その場に緊張が走っていた。それも、先程までとはまた少し違う緊張だ。
さっきまでよりも、もっと具体的な。
明確な、生者の気配。そして、それを市子らが感知すると同時、
「――市子殿」
「大丈夫、わかってる」
白犬に、市子は頷いて返した。
たった今まで市子らを取り囲んでいた、濃密な気配が消えた。綺麗さっぱり、跡形もなく、だ。
何か、あるいは誰かの接近に応じるかのように。
だが現状、気にかけるべきは消えた気配ではなく現れた気配だ。
「……接近してきて御座るな」
「そうだね。でも――こっちを目指してるわけじゃないね」
小声で応答する。長身の狐は勿論、市子ですら、身をかがめ、草葉に姿を隠している。
この山奥に、人の気配などあるはずがない。もともと人通りの多い道では決してなく、まして麓に山を迂回するルートが整備されてからは廃道だ。市子らが見に来たこの石碑にしても、歴史から忘れ去られたかのような遺物だ。市子たち以外に見に来るものなどいようはずもない。

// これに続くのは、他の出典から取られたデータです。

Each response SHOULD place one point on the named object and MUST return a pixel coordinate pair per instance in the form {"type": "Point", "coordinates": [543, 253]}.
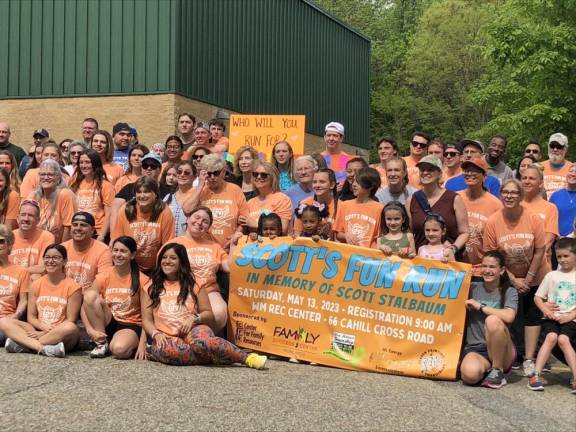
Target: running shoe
{"type": "Point", "coordinates": [495, 379]}
{"type": "Point", "coordinates": [256, 361]}
{"type": "Point", "coordinates": [528, 367]}
{"type": "Point", "coordinates": [535, 382]}
{"type": "Point", "coordinates": [100, 351]}
{"type": "Point", "coordinates": [53, 350]}
{"type": "Point", "coordinates": [13, 347]}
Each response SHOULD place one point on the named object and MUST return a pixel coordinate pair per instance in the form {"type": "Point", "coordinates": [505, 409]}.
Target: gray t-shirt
{"type": "Point", "coordinates": [385, 196]}
{"type": "Point", "coordinates": [475, 334]}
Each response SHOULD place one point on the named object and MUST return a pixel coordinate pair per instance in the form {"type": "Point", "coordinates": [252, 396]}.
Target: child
{"type": "Point", "coordinates": [558, 326]}
{"type": "Point", "coordinates": [435, 230]}
{"type": "Point", "coordinates": [311, 217]}
{"type": "Point", "coordinates": [396, 239]}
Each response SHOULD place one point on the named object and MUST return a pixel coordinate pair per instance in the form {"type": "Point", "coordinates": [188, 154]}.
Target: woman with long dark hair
{"type": "Point", "coordinates": [111, 311]}
{"type": "Point", "coordinates": [489, 351]}
{"type": "Point", "coordinates": [94, 193]}
{"type": "Point", "coordinates": [177, 321]}
{"type": "Point", "coordinates": [148, 220]}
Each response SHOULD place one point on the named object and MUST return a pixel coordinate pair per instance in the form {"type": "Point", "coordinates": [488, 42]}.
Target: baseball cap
{"type": "Point", "coordinates": [430, 160]}
{"type": "Point", "coordinates": [466, 142]}
{"type": "Point", "coordinates": [478, 162]}
{"type": "Point", "coordinates": [335, 127]}
{"type": "Point", "coordinates": [42, 132]}
{"type": "Point", "coordinates": [120, 127]}
{"type": "Point", "coordinates": [84, 217]}
{"type": "Point", "coordinates": [152, 156]}
{"type": "Point", "coordinates": [558, 138]}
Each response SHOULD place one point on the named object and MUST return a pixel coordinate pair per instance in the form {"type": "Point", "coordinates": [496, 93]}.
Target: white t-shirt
{"type": "Point", "coordinates": [560, 288]}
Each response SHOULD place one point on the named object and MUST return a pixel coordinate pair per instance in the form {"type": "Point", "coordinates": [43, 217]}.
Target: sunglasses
{"type": "Point", "coordinates": [451, 154]}
{"type": "Point", "coordinates": [213, 173]}
{"type": "Point", "coordinates": [556, 146]}
{"type": "Point", "coordinates": [263, 176]}
{"type": "Point", "coordinates": [150, 166]}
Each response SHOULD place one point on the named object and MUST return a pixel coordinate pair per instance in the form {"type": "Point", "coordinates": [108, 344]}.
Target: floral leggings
{"type": "Point", "coordinates": [200, 346]}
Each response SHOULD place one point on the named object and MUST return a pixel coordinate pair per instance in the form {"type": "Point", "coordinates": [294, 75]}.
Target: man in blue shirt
{"type": "Point", "coordinates": [471, 149]}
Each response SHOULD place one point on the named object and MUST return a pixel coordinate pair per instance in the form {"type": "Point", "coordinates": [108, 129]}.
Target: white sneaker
{"type": "Point", "coordinates": [13, 347]}
{"type": "Point", "coordinates": [100, 351]}
{"type": "Point", "coordinates": [53, 350]}
{"type": "Point", "coordinates": [528, 367]}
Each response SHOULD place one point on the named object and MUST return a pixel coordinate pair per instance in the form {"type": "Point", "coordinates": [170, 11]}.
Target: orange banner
{"type": "Point", "coordinates": [349, 307]}
{"type": "Point", "coordinates": [263, 131]}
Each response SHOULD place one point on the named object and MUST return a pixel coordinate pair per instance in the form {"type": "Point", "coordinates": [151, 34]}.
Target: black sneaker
{"type": "Point", "coordinates": [495, 379]}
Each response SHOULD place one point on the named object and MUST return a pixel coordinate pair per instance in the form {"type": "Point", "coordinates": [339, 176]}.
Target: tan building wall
{"type": "Point", "coordinates": [154, 116]}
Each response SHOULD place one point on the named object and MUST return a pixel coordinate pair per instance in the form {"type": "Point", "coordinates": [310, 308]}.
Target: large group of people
{"type": "Point", "coordinates": [131, 243]}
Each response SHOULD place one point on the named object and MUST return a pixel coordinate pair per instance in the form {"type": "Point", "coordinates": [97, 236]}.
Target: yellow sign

だから、そんなところにわざわざやってくるものは、何かいわくつきであることは確かだ。
何者か。
「……うん?」
数分を待ったところで、市子らの潜んでいる草陰から十メートルほど離れた向こうに、人影が現れた。
人影はひとつ。
「…………」
市子たちの見ている前で、まさか見られているなど思うはずもなく、その人物はさらに奥地に分け入っていく。その様は決して不慣れなものではなく、むしろ慣れた足取りで、すいすいと進んで行く。
「市子殿」
「そうだねえ」
小声で頷き合い、市子たちは人影から一定の距離を保ったまま追跡を開始する。
その人物は、やはり市子たちには全く気が付いていないのだろう、誰かがいるということすら思いもよらないに違いない。足取りを全く隠すことなく歩き続ける。それをいいことに、市子たちは気配を断ったまま音もなく追う。

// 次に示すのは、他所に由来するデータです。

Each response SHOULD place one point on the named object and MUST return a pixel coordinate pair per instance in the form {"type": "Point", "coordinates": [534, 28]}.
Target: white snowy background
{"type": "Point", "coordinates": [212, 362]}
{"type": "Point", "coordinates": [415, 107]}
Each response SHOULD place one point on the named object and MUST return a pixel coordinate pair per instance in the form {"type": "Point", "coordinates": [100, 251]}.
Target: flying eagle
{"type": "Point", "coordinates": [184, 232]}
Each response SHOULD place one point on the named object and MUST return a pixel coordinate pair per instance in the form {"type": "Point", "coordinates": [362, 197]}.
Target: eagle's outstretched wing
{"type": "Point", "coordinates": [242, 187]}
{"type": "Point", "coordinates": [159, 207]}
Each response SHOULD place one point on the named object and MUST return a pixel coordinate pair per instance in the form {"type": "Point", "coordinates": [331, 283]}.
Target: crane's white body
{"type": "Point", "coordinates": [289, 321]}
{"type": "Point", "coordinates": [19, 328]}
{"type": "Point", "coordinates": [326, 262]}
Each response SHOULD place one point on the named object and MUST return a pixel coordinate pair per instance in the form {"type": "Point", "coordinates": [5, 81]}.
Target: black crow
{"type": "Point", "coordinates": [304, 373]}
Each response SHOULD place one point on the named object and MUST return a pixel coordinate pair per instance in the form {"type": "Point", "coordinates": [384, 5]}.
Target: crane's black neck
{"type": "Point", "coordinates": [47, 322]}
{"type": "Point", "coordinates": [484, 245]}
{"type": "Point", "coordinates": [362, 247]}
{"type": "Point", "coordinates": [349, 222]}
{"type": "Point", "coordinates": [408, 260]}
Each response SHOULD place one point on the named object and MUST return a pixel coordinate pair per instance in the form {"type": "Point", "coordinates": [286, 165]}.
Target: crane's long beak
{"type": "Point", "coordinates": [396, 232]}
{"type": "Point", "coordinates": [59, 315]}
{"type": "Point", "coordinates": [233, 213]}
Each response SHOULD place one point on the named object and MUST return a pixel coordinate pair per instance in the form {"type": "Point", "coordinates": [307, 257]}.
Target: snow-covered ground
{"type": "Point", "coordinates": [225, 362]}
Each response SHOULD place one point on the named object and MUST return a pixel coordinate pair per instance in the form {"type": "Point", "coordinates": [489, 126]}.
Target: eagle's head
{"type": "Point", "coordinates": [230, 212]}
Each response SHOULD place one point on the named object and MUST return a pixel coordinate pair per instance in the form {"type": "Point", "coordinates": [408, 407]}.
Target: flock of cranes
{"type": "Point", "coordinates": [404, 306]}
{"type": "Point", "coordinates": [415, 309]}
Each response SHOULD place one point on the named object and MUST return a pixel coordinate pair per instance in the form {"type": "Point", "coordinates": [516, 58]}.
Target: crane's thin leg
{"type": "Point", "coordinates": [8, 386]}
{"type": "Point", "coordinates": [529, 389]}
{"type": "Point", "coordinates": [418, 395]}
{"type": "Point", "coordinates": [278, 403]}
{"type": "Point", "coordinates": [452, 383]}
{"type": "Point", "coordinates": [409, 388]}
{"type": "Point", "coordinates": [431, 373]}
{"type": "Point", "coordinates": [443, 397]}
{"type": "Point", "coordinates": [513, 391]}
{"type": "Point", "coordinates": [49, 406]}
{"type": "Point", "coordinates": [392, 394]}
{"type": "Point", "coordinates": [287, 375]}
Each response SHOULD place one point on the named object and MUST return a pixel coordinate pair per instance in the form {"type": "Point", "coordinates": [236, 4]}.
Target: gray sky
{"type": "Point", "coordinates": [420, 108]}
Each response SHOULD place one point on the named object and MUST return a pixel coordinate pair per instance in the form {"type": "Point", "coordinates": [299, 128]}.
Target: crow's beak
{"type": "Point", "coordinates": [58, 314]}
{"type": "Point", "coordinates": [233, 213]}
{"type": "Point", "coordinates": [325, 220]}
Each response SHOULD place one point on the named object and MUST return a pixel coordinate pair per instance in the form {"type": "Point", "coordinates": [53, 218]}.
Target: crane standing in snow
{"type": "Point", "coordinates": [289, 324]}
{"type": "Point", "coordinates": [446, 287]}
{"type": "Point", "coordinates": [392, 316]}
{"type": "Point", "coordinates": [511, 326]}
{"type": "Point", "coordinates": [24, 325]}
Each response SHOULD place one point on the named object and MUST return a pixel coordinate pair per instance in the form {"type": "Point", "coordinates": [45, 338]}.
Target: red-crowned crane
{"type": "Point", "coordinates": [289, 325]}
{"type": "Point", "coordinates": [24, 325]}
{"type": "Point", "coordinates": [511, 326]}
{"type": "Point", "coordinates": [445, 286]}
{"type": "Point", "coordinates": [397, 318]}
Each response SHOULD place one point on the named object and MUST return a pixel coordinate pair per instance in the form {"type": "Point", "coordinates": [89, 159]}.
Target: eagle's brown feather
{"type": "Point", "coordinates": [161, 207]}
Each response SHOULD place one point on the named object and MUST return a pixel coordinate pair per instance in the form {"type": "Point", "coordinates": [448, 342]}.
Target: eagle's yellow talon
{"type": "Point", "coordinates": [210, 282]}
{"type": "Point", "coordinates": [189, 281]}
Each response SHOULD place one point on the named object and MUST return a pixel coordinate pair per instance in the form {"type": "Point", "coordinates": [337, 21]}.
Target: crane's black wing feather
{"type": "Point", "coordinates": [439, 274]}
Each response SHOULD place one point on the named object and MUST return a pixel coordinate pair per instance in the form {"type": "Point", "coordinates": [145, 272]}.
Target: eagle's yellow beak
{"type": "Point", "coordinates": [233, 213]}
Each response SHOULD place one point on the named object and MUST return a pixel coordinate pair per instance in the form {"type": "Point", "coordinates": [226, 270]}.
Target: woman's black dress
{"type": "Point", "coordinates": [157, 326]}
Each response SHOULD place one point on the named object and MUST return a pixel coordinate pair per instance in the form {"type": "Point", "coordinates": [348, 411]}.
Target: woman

そのままどこまで行くのかと思われたが、人物は石碑のあったところから数十メートル奥に入ったところで立ち止まった。それにあわせて市子らも止まり、息をひそめる。
人影はその場にしゃがみこんだ。そのためその人物も草葉に紛れ、市子たちからは見えなくなる。だが市子は焦ることなく、そのままじっと息を殺している。

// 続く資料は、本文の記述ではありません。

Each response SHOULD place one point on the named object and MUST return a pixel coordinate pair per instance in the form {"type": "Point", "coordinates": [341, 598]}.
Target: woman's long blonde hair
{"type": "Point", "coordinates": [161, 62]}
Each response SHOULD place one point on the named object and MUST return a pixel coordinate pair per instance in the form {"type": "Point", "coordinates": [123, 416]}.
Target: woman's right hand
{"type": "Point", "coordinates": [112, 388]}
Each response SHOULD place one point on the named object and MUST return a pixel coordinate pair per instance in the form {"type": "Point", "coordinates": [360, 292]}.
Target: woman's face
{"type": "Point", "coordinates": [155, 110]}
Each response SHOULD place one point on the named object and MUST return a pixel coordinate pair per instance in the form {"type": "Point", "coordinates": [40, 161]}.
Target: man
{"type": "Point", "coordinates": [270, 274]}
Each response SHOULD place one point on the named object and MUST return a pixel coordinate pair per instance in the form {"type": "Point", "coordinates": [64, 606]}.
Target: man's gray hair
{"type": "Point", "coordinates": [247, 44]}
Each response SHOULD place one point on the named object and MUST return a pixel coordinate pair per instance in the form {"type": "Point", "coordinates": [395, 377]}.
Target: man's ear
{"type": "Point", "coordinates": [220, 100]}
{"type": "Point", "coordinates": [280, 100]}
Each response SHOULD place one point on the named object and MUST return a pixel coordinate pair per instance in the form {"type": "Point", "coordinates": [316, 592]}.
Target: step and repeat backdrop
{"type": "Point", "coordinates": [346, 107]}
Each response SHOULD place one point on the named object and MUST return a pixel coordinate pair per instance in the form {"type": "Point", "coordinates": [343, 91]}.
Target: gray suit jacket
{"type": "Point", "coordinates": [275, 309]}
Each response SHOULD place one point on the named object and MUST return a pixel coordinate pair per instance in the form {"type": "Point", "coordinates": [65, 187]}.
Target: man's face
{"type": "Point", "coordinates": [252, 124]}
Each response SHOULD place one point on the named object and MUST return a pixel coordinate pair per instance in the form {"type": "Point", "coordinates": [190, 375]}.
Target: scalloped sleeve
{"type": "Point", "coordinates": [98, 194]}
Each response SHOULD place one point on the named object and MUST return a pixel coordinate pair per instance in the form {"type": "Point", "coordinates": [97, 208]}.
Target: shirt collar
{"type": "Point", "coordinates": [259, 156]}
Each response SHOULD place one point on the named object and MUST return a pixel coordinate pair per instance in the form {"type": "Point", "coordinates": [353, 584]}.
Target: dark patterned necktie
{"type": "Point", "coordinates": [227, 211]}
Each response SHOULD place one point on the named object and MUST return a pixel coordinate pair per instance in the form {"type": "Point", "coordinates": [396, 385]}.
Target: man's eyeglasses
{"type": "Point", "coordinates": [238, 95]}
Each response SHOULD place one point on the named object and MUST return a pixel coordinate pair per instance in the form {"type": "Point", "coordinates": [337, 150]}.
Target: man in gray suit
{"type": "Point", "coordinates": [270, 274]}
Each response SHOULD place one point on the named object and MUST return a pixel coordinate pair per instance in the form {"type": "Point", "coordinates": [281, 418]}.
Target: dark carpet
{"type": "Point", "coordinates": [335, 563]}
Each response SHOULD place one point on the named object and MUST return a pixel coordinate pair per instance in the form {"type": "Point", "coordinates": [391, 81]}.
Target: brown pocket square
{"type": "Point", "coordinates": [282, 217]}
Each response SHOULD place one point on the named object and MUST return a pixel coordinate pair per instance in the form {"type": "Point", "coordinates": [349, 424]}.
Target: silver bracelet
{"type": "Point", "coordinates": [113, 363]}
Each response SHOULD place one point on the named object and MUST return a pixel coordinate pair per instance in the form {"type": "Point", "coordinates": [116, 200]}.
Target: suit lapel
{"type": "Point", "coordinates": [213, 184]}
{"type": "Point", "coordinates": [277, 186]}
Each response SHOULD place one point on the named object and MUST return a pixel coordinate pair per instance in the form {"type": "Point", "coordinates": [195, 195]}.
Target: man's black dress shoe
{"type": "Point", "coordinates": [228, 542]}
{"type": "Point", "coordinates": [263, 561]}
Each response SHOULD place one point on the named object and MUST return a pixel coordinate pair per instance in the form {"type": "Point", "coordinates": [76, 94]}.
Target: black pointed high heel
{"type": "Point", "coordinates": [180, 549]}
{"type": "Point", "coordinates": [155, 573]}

どれほどの時間が経ったか。数分か、十分にも届いたか。不意にその人物は立ち上がり、踵を返すと未練なくもと来た方向へ去っていく。その背を見送り、市子は今度は追わなかった。
人物の姿が見えなくなっても、十分に遠ざかったと判断するまで市子は動かなかった。そして十分だと思われるだけ待ったところで立ち上がり、がさがさと無造作に、先程までその人影がかがんでいたところまで向かう。
その場所はすぐに見つかった。
「――へえ」
市子はそれを見下ろして、小さく声をもらす。
狐は勿論、白犬でさえも何も言わないが、ぬいぐるみだけはいつもの調子で、
「あー? なァおいイチゴ、こりゃどういうことだ?」
「さて、ね」
そこにあるそれには触れず、すぐに市子も身を翻した。
「…………」
市子は何かを考えている様子だったが、すぐにまた顔を上げ、人影が去った方へ踏み出した。
「戻ろう。予定通りに行ってよさそうだね」
さくさくと歩いていく。
狐も白犬もそれに従う。が、白犬だけはわずかにその場を振り返った。
そこは、先程市子たちも見た、道を封鎖するようにしてかけられた注連縄。その傍らに、先程は気付かなかった小さな、そして古く粗末な祠。その前。
そこには、小さな花束が、まるで供えられるかのように置かれていた。